On retrouve ici la tension présente déjà dans la 3ème lettre entre deux conceptions de l’ami : l’ami est la condition de l’amitié, l’amitié est la condition de l’ami.
Ce à quoi Sénèque aspire, mais qu’il ne peut atteindre par la simple communication écrite (ou même orale) de sa transformation, c’est la présence en Lucilius de la même transformation ; or, elle est bien évidemment requise par la conception de l’amitié comme confiance placée dans un autre qui le mérite.
On découvre ainsi une autre figure négative de l’ami : il ne s’agit plus, comme le porteur de la missive évoqué dans la troisième lettre, d’un autre qui ne mérite pas du tout la confiance qu’on lui accorde ; il est désormais question d’un autre qui certes justifie la confiance qu’on met en lui mais ne se perfectionne pas autant que ne le fait son ami. L’alter ego ne serait donné une fois pour toutes que si le temps et le changement n’existaient pas ; mais, si dans le temps qu’ on vit a lieu un processus d’amélioration, rien n’assure que l’ami soit à la hauteur de l’alter ego qu’il était initialement :
« Multos tibi dabo, qui non amico, sed amicitia caruerunt » : je t’en citerai beaucoup qui n’ont pas manqué d’un ami mais de l’amitié.
L’amitié en question n’est pas conditionnée par le partage des mêmes passions, mais par celui d’une même volonté : l’égale volonté de désirer les choses honnêtes (honesta cupiendi par voluntas). Il est pourtant usuel d’opposer cupire (désirer) à velle (= vouloir). Or, ce qui caractérise ici le stoïcien, c’est la volonté de ressentir du désir pour les choses dignes d’être désirées.

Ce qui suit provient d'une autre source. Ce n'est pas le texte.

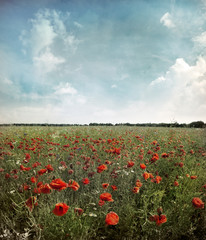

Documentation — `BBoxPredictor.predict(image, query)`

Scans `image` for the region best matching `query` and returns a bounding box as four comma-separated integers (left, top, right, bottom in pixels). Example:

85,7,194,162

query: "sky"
0,0,206,124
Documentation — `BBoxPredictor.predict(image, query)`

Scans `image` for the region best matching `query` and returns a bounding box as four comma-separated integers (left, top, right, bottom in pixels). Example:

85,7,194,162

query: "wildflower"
74,208,84,216
53,203,69,216
68,169,74,175
150,153,159,163
98,199,105,207
25,196,38,211
127,161,134,168
20,164,31,171
192,197,204,209
45,164,54,172
38,169,47,176
97,164,107,173
142,172,150,180
149,214,167,226
5,173,11,179
174,181,179,187
102,183,109,189
111,185,117,191
140,163,146,170
39,183,52,194
30,177,37,183
151,176,162,184
24,153,31,163
132,187,139,193
100,193,114,202
68,180,80,191
82,178,90,185
136,179,142,188
105,212,119,225
49,178,67,191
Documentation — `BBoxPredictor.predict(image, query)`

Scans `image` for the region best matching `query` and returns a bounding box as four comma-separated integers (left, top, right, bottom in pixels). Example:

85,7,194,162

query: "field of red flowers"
0,126,206,240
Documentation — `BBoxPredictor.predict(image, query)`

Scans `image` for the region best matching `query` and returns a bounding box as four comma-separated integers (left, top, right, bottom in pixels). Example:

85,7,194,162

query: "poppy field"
0,126,206,240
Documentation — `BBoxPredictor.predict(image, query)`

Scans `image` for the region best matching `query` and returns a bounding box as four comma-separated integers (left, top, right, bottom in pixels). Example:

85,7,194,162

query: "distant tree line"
0,121,206,128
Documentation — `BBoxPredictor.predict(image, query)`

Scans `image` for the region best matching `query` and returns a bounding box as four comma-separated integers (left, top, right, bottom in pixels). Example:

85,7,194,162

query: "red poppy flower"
53,203,69,216
140,163,147,169
150,153,159,163
82,178,90,185
105,212,119,225
45,164,54,172
20,164,31,171
136,179,142,188
49,178,68,191
68,180,80,191
39,183,52,194
98,199,105,207
174,181,179,187
25,196,38,211
100,193,114,202
30,177,37,183
74,208,84,216
132,187,139,193
38,169,47,176
102,183,109,189
149,214,167,226
154,176,162,184
192,197,204,209
127,161,134,168
111,185,117,191
97,164,107,173
24,153,31,163
142,172,150,180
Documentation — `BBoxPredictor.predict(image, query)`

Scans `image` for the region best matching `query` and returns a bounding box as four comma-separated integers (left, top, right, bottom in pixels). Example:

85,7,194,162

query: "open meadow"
0,126,206,240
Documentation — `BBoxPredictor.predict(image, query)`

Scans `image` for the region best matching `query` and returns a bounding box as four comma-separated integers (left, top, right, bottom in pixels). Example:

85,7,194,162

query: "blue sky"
0,0,206,123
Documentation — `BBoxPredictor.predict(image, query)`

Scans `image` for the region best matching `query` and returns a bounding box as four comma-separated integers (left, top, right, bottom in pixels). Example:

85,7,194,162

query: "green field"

Il est alors bien certain qu’il ne suffit pas de transmettre à l’ami l’idée que cette volonté en nous est plus forte pour que du même coup la sienne le soit.
Il ne faut cependant pas penser que l’identité des deux amis soit exclusivement psychologique :
«  Sciunt enim ipsos omnia habere communia, et quidem magis adversa » = ils savent en effet qu’ils ont tout en commun, et même en plus les adversités.

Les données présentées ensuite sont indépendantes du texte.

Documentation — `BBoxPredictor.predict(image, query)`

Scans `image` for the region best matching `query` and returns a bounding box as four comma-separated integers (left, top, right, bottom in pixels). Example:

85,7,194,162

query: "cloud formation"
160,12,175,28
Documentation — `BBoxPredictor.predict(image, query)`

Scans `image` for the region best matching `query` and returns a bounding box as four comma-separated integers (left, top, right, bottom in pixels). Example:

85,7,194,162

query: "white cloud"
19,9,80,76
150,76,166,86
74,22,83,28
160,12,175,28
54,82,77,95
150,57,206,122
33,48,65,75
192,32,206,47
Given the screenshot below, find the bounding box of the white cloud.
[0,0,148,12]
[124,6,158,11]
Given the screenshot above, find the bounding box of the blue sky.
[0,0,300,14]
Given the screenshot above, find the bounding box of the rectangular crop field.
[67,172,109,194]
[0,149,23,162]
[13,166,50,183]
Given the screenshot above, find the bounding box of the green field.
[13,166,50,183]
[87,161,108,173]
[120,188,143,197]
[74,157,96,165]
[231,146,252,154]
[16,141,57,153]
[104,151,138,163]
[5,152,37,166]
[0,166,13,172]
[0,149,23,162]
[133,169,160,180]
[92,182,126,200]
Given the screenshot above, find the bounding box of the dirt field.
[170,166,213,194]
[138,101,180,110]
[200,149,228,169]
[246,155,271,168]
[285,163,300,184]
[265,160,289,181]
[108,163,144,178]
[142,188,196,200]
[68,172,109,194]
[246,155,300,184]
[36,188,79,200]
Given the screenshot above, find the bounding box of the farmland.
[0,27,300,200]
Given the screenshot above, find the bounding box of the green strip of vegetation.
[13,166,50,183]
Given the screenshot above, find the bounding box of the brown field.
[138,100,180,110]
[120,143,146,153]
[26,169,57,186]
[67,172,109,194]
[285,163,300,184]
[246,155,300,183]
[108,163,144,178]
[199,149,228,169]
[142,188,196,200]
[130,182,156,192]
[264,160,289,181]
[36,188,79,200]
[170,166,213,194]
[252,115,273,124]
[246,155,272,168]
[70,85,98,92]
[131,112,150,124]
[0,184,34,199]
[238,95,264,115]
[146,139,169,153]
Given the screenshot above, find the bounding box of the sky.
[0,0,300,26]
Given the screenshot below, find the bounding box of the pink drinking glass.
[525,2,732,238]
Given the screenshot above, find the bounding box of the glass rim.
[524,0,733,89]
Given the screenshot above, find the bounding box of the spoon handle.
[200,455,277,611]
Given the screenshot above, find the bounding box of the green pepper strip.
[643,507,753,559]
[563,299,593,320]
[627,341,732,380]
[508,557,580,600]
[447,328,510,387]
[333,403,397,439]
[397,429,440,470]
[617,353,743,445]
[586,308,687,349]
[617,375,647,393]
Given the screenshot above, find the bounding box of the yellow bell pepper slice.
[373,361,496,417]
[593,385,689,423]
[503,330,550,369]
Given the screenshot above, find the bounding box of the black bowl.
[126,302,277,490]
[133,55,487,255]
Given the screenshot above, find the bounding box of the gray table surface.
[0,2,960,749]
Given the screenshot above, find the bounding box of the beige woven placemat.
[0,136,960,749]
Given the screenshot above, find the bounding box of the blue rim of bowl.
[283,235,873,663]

Le monde pèse donc d’un poids égal sur les amis et le savoir empêche d’éprouver des passions qui risqueraient de disjoindre le couple, comme l’envie, la jalousie, l’orgueil.
Dans la suite de cette sixième lettre, Sénèque va présenter les moyens de réduire la distance entre l’ami qui s’est réformé et l’ami qui sait seulement que cette réforme a eu lieu.

jeudi 22 mai 2008

Sénèque (25): le corps est-il la meilleure image de l'âme humaine (Wittgenstein) ?

Si Lucilius ne doit surtout pas prendre une certaine excentricité cynique comme modèle, comment doit-il alors se conduire ?
Il doit avoir pour règle les conventions ordinaires et ne pas se soustraire aux habitudes des hommes (hominum consuetudini excerpere). Sénèque le souligne dans cette lettre V :
« Frons populo nostra conveniat » = que notre apparence s’accorde avec le peuple.
Le respect des usages (mores publicos) conditionne la vie du philosophe. Mais en quoi consiste l’usage ?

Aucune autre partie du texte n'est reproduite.